Various communication channels were harnessed to advertise the survey; these included fora for citizen scientists, including those of the European Citizen Science Association (ECSA) and Zooniverse. As the survey was anonymous, remuneration was impossible. As a token of our gratitude, a donation was made to UNICEF.

Phase 2 focused on the general public. Here, the intention is to establish a baseline for comparison. The questionnaire harnessed in Phase 1 was adopted, focusing on data concepts and training while excluding the core questions about CS. Again, the questionnaire was constructed using Google Forms. In this case, however, the services of Prolific Academic Ltd. were availed of to recruit participants. Thus, specific population characteristics could be controlled for, restricting participants geographically and ensuring gender balance. Participants were generally multilingual but listed English as a second language. The survey was relatively short, taking about six minutes on average. Again, participants were given a description of the study and how the data would be utilized and shared, and they were asked for their consent before commencing the survey.

Results

One-hundred and twenty citizen scientists completed the survey. After a rigorous quality check, 100 submissions were deemed consistent. The resultant dataset was then encoded and analyzed using MS Excel.
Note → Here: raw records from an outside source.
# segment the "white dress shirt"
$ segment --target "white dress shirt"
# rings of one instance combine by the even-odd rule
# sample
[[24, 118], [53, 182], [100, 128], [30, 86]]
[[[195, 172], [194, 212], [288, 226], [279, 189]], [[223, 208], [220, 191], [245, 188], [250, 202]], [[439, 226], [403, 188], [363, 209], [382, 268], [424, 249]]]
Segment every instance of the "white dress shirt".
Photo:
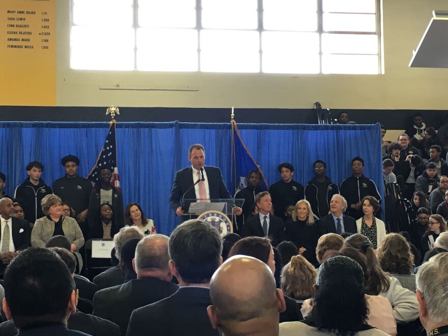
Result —
[[4, 239], [9, 239], [9, 251], [15, 252], [16, 250], [15, 247], [14, 245], [14, 242], [12, 241], [12, 217], [10, 218], [8, 220], [8, 226], [9, 227], [9, 237], [5, 237], [3, 232], [5, 231], [5, 226], [6, 224], [6, 219], [0, 216], [0, 220], [2, 222], [2, 239], [0, 240], [0, 247], [3, 243]]
[[[199, 172], [199, 175], [201, 176], [201, 171], [198, 170], [193, 165], [191, 165], [191, 169], [193, 170], [193, 183], [194, 183], [198, 181], [198, 172]], [[205, 179], [205, 181], [204, 181], [204, 185], [205, 186], [205, 194], [206, 197], [205, 198], [209, 199], [210, 199], [210, 189], [208, 188], [208, 179], [207, 178], [207, 173], [205, 172], [205, 168], [202, 170], [202, 172], [204, 173], [204, 178]], [[196, 194], [196, 198], [200, 199], [199, 197], [199, 183], [197, 183], [196, 185], [194, 186], [194, 193]]]

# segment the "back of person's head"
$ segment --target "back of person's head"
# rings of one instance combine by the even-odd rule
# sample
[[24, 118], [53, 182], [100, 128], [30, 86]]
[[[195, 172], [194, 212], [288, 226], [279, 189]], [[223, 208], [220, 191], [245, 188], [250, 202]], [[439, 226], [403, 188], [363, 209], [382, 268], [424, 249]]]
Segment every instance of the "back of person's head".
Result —
[[267, 238], [260, 237], [246, 237], [237, 241], [229, 254], [229, 258], [241, 255], [249, 256], [268, 263], [272, 246]]
[[367, 259], [367, 271], [365, 276], [364, 289], [366, 294], [378, 295], [389, 290], [390, 281], [381, 269], [370, 241], [365, 236], [355, 233], [345, 239], [345, 246], [350, 246], [362, 252]]
[[313, 296], [317, 272], [303, 256], [294, 256], [283, 267], [281, 286], [285, 294], [297, 300]]
[[229, 257], [230, 249], [235, 243], [241, 239], [241, 236], [236, 233], [229, 233], [222, 237], [222, 260], [226, 260]]
[[76, 267], [76, 257], [70, 250], [61, 247], [49, 247], [52, 251], [54, 251], [59, 256], [59, 257], [62, 259], [62, 261], [65, 263], [67, 267], [68, 267], [70, 274], [75, 273], [75, 269]]
[[114, 244], [115, 246], [115, 256], [120, 260], [121, 259], [120, 254], [123, 245], [129, 239], [137, 238], [140, 239], [143, 238], [144, 234], [138, 229], [134, 226], [125, 226], [120, 229], [120, 231], [114, 236]]
[[210, 293], [212, 305], [207, 313], [223, 334], [278, 334], [285, 300], [264, 263], [247, 256], [230, 258], [213, 274]]
[[297, 256], [299, 253], [297, 247], [292, 241], [282, 241], [276, 248], [282, 256], [282, 263], [283, 265], [288, 264], [291, 261], [293, 256]]
[[441, 247], [448, 249], [448, 232], [441, 232], [434, 242], [435, 247]]
[[423, 256], [423, 262], [422, 264], [426, 263], [434, 256], [439, 253], [443, 253], [444, 252], [448, 252], [448, 249], [445, 249], [441, 247], [433, 247], [425, 254]]
[[75, 296], [67, 265], [53, 251], [30, 247], [12, 260], [5, 273], [4, 309], [18, 329], [48, 322], [66, 324]]
[[61, 247], [70, 251], [71, 243], [70, 243], [70, 239], [65, 236], [58, 235], [53, 236], [47, 240], [47, 242], [45, 243], [45, 247]]
[[137, 274], [132, 267], [132, 259], [135, 257], [135, 249], [140, 240], [140, 238], [129, 239], [123, 244], [120, 254], [120, 266], [125, 271], [129, 272], [129, 275], [133, 275], [133, 277], [136, 277]]
[[311, 318], [319, 328], [351, 334], [367, 317], [364, 274], [359, 264], [347, 257], [326, 260], [319, 269]]
[[164, 235], [156, 233], [147, 236], [138, 242], [134, 262], [137, 275], [145, 271], [170, 271], [169, 239]]
[[317, 246], [316, 248], [316, 258], [319, 264], [325, 253], [329, 249], [339, 250], [344, 245], [344, 238], [336, 233], [327, 233], [319, 238]]
[[[418, 268], [415, 278], [417, 298], [420, 303], [422, 315], [422, 300], [426, 303], [425, 318], [437, 324], [448, 321], [448, 252], [440, 253], [431, 258]], [[425, 314], [426, 315], [426, 314]], [[426, 327], [425, 323], [422, 323]], [[429, 331], [430, 330], [427, 330]]]
[[378, 261], [384, 272], [394, 274], [412, 274], [414, 255], [406, 238], [398, 233], [389, 233], [378, 246]]
[[170, 258], [187, 283], [206, 284], [219, 266], [222, 243], [219, 233], [199, 219], [184, 222], [173, 231]]

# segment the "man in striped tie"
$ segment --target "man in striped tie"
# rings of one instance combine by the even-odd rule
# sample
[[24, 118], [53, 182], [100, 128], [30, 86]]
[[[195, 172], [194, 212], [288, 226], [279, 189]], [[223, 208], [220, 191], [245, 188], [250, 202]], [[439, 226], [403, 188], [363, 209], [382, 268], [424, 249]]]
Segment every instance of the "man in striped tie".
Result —
[[31, 245], [30, 223], [25, 219], [11, 217], [12, 210], [10, 199], [0, 199], [0, 277], [2, 278], [9, 262]]

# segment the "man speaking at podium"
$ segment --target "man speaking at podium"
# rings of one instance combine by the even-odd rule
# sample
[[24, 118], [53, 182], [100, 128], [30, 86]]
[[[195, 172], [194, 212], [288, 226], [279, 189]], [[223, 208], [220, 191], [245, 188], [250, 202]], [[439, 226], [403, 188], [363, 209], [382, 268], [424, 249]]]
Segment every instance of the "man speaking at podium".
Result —
[[[188, 160], [191, 166], [176, 172], [171, 189], [170, 205], [176, 215], [183, 216], [190, 205], [189, 202], [186, 203], [182, 209], [180, 201], [195, 199], [198, 202], [206, 202], [205, 200], [209, 199], [232, 198], [224, 184], [221, 170], [217, 167], [204, 165], [204, 146], [199, 144], [190, 146]], [[242, 211], [239, 207], [233, 208], [236, 215], [240, 215]]]

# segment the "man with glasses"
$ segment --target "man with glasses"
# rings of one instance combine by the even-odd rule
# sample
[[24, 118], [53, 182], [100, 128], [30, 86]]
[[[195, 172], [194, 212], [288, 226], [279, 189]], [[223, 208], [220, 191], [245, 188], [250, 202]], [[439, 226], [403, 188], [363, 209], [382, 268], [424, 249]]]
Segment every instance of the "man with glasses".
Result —
[[87, 216], [92, 184], [87, 179], [78, 175], [79, 159], [77, 157], [67, 155], [62, 158], [61, 162], [65, 170], [65, 176], [54, 181], [53, 191], [73, 208], [78, 221], [84, 222]]
[[339, 193], [338, 185], [325, 176], [327, 164], [322, 160], [313, 164], [315, 177], [305, 186], [305, 199], [311, 205], [315, 215], [321, 218], [328, 214], [333, 195]]
[[448, 190], [448, 177], [445, 175], [440, 176], [439, 187], [436, 188], [429, 194], [429, 205], [431, 212], [435, 213], [437, 207], [445, 199], [445, 193]]

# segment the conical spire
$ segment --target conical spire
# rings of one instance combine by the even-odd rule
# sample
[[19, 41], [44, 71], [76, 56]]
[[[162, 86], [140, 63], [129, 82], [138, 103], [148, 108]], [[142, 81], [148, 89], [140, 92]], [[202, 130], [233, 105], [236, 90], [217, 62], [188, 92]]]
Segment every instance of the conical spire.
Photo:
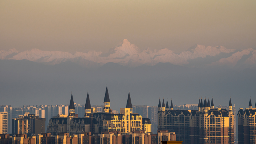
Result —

The gender profile constituted 53% of participants identifying as female, 45% as male, and 2% preferred not to say. The age profile ranged from 18 to 65+. The largest subgroup, 31%, was within the 35 to 44 age group. Interestingly, 13% were in the 65+ category. Participants came from 15 different European countries, with 5% from outside Europe. Over 50% of participants defined themselves as active citizen scientists, with 40% identifying as project leaders.

Biodiversity, earth science, and environmental science accounted for almost 80% of the CS projects. The geographic scope of projects ranged from neighborhood to continental, with regional (32%) and country (23%) being the most popular. Project timescales ranged from 1–4 years (44%) to more than four years (35%). Funding was generally sourced internationally (32%) and nationally (19%). Thirteen percent (13%) were unaware of how their project was funded. Academic institutions (46%) led projects, while NGOs initiated 19%. Only 55% of participants collaborated with the project leader, while 38% collaborated with people they knew only through their CS activities. Over 63% of participants contributed to project management or decision-making.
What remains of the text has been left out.